There have been eight school shootings in 2018 so far. Eight. This past Wednesday's shooting at Marjory Stoneman Douglas High School in Parkland, Florida, left at least 17 people dead, making it the ninth deadliest shooting in America's history. The victims were primarily children, but they also included teachers who gave their lives to protect their students. The murderer, Nikolas Cruz, used an AR-15 semiautomatic rifle, the same gun used in the Sandy Hook Elementary massacre, in which 27 people were killed; the Pulse nightclub massacre in June 2016, in which 49 people were killed; the Las Vegas massacre in October 2017, in which 58 people were killed; and the Texas church shooting on November 2017, in which 26 people were killed. In 35 years, this specific gun has been used in 13 mass shootings and is responsible for the loss of hundreds of lives. And yet conservative media outlets and Donald Trump are saying it's too soon to talk about gun reform, even going as far to say this isn't about guns in the first place. 

And while this type of sentiment always receives blowback from gun reform advocates and victims, this time, that backlash is louder than ever, because it's coming from the student survivors of the shooting in Parkland. And it's coming loud and clear.

"I was hiding in a closet for [two] hours. It was about guns," Carly Novell, a senior at Marjory Stoneman Douglas High, said in a tweet responding to Tomi Lahren's dismissal of guns and their relation to the shooting. "Guns give these disgusting people the ability to kill other human beings," she continued. "This IS about guns and this is about all the people who had their [lives] abruptly ended because of guns."

Other students are dismissing politician's calls for "thoughts and prayers," saying it's time for action.

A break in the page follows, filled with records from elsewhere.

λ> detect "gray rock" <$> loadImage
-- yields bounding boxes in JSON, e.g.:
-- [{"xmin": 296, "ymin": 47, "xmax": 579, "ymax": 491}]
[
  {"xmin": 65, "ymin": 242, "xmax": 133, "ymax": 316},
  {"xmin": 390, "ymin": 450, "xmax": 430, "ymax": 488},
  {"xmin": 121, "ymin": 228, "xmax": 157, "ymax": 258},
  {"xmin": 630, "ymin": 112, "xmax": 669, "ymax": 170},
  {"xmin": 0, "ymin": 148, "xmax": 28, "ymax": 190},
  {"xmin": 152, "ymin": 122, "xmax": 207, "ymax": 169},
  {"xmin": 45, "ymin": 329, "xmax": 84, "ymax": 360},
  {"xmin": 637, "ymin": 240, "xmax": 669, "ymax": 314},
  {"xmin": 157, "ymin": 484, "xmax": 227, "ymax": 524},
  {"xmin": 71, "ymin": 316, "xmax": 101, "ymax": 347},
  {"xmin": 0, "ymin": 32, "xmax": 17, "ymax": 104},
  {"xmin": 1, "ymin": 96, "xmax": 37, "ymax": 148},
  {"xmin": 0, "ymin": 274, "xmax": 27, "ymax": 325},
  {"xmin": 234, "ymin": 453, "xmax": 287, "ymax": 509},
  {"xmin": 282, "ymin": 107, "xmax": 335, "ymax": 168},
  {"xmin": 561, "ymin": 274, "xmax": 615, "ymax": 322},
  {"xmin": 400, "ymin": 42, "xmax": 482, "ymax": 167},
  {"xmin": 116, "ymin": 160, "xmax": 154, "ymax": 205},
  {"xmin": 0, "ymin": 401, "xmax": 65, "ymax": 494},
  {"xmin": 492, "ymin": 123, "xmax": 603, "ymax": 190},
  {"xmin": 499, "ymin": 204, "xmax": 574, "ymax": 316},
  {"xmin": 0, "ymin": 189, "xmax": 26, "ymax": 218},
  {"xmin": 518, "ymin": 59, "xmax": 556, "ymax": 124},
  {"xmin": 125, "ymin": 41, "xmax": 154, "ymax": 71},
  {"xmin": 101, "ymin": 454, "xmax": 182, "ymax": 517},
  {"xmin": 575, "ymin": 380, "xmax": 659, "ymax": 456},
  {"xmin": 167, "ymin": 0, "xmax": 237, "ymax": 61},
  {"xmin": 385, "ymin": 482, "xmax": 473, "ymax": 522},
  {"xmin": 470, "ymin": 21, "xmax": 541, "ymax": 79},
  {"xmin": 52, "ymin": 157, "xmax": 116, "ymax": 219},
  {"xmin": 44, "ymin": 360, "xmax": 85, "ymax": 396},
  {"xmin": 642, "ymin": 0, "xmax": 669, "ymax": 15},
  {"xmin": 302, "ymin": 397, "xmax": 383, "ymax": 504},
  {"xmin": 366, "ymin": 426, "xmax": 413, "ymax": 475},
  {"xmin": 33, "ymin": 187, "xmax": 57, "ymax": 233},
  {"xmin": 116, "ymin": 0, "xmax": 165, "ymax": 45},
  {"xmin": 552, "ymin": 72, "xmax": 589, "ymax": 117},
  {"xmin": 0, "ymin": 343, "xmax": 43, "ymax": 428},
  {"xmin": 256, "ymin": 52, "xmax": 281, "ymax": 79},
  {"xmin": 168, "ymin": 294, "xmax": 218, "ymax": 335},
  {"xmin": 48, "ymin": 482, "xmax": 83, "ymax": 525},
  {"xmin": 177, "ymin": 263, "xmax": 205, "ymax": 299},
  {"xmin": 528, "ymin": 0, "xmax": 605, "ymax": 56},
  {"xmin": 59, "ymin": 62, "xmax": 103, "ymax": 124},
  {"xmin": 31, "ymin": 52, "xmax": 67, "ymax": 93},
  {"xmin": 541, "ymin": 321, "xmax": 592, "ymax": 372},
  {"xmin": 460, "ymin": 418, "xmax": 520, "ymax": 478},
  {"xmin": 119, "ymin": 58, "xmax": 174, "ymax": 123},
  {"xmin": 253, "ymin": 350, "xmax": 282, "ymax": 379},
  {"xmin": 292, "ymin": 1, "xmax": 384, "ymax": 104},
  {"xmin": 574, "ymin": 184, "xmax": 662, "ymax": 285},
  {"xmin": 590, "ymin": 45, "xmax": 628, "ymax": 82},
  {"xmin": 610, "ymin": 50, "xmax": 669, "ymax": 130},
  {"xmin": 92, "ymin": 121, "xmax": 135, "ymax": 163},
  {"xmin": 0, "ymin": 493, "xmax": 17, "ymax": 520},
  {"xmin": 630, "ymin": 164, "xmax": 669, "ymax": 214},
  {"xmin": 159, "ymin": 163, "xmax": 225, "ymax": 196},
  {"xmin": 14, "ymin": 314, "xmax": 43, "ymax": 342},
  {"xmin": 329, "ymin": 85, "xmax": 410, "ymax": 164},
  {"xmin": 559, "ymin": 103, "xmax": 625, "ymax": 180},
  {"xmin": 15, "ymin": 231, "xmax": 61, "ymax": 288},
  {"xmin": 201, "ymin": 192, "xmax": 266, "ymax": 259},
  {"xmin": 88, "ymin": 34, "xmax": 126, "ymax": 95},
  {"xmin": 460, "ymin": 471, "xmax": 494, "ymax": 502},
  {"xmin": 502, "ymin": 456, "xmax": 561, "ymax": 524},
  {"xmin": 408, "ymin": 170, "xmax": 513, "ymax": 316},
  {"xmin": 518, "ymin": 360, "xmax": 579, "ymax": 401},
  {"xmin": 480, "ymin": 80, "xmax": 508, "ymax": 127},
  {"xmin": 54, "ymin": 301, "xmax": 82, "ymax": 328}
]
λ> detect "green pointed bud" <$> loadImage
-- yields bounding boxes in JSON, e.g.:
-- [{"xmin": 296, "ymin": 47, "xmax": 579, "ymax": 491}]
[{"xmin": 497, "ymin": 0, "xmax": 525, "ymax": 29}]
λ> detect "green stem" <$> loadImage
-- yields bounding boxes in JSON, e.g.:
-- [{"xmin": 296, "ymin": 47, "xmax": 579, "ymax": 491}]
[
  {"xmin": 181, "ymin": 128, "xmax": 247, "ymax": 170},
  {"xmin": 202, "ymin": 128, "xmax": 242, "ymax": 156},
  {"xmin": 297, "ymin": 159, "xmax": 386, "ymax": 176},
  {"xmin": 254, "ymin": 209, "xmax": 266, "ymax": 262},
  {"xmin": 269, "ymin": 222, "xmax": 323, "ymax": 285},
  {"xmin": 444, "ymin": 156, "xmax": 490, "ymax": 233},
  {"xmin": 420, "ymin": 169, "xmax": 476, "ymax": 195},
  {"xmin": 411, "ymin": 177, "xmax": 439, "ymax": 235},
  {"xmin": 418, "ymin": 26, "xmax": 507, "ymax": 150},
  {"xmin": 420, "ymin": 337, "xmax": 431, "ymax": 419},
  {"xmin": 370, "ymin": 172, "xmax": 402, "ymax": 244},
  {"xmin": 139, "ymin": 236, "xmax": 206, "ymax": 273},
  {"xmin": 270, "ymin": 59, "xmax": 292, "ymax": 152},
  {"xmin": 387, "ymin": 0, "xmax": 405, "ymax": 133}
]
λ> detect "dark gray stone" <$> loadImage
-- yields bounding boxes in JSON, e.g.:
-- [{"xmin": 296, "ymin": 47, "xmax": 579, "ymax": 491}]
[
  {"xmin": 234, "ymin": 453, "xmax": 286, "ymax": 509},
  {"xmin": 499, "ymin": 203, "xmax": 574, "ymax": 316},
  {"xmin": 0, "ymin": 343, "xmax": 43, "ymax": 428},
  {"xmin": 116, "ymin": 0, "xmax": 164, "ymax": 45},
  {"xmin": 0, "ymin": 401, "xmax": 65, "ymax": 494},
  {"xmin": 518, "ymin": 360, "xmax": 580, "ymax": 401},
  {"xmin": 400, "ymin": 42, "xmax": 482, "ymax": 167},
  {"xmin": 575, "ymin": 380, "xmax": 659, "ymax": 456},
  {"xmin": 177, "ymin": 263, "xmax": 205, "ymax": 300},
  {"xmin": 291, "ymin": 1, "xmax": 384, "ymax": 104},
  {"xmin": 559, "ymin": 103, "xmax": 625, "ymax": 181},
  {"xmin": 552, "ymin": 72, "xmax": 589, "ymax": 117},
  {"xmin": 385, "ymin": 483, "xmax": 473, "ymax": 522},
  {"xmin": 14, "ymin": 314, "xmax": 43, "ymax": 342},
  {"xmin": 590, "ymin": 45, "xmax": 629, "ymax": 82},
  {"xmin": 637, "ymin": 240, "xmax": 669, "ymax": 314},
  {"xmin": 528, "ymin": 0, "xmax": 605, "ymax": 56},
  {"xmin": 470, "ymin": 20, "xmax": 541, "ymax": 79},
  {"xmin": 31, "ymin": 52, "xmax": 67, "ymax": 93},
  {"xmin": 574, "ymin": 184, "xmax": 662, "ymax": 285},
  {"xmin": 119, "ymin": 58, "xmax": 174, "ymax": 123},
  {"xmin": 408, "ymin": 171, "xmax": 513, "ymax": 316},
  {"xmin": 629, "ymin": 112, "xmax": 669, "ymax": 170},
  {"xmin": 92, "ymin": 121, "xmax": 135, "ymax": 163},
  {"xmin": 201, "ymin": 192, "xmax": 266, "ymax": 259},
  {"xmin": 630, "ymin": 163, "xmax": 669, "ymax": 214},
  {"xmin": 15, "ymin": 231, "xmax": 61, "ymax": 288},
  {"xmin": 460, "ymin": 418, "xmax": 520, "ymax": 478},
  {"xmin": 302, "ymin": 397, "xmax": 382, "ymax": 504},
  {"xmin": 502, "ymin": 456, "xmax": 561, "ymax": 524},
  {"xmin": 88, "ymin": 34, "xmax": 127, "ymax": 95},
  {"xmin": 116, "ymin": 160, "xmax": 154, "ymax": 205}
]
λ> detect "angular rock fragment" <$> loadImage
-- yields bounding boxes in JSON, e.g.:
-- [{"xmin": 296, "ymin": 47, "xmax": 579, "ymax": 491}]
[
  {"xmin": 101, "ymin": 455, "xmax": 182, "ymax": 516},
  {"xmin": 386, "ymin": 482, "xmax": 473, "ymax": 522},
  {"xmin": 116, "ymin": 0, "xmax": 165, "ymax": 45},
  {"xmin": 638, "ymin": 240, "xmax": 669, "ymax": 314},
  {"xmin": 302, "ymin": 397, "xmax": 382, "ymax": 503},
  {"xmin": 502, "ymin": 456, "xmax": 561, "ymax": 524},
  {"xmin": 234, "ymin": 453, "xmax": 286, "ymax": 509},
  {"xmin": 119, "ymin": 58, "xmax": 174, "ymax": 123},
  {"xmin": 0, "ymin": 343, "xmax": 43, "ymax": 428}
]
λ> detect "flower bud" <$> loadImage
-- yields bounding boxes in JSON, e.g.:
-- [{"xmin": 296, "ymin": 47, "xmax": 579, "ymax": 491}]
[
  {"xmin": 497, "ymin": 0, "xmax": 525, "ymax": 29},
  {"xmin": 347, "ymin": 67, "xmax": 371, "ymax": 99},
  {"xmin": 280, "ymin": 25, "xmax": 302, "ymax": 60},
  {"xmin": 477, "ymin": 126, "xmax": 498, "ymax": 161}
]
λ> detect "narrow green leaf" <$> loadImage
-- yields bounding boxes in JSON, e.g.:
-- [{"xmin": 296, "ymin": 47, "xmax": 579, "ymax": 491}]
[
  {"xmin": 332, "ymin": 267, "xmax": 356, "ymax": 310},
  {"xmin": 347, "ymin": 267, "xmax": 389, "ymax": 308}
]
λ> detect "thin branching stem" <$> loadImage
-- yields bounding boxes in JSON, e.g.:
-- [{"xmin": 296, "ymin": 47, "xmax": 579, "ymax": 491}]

One of those actions would be making it impossible for a notoriously troubled teenager like Cruz to purchase a semiautomatic AR-15 rifle, to begin with. As it turns out, it's easier to legally purchase one of those weapons over, say, a handgun. Another action is labeling Cruz as what he really is: a terrorist. "We need to fix this and address people by what they are," Douglas senior Lexi Cruz said. "He incited terror, therefore he’s a terrorist." 

The wake of any shooting brings the gun debate to the forefront of our national conversation. It is essential we listen to these student survivors and view the footage they captured from inside and around Marjory Stoneman Douglas High School because it shows the reality and severity of what happened. Clearly, the "thoughts and prayers" rhetoric is meaningless as they haven't prevented massacres like this from happening in the two decades since Columbine. "What we need more than [thoughts and prayers] is action," student David Hogg told CNN. "Take action, work together, come over your politics, and get something done." 

"Our politicians abandoned us by failing to keep guns out of schools," Cameron Kasky wrote in an op-ed for CNN. "This time we are going to pressure them to take action. This time we are going to force them to spend more energy protecting human lives than unborn fetuses."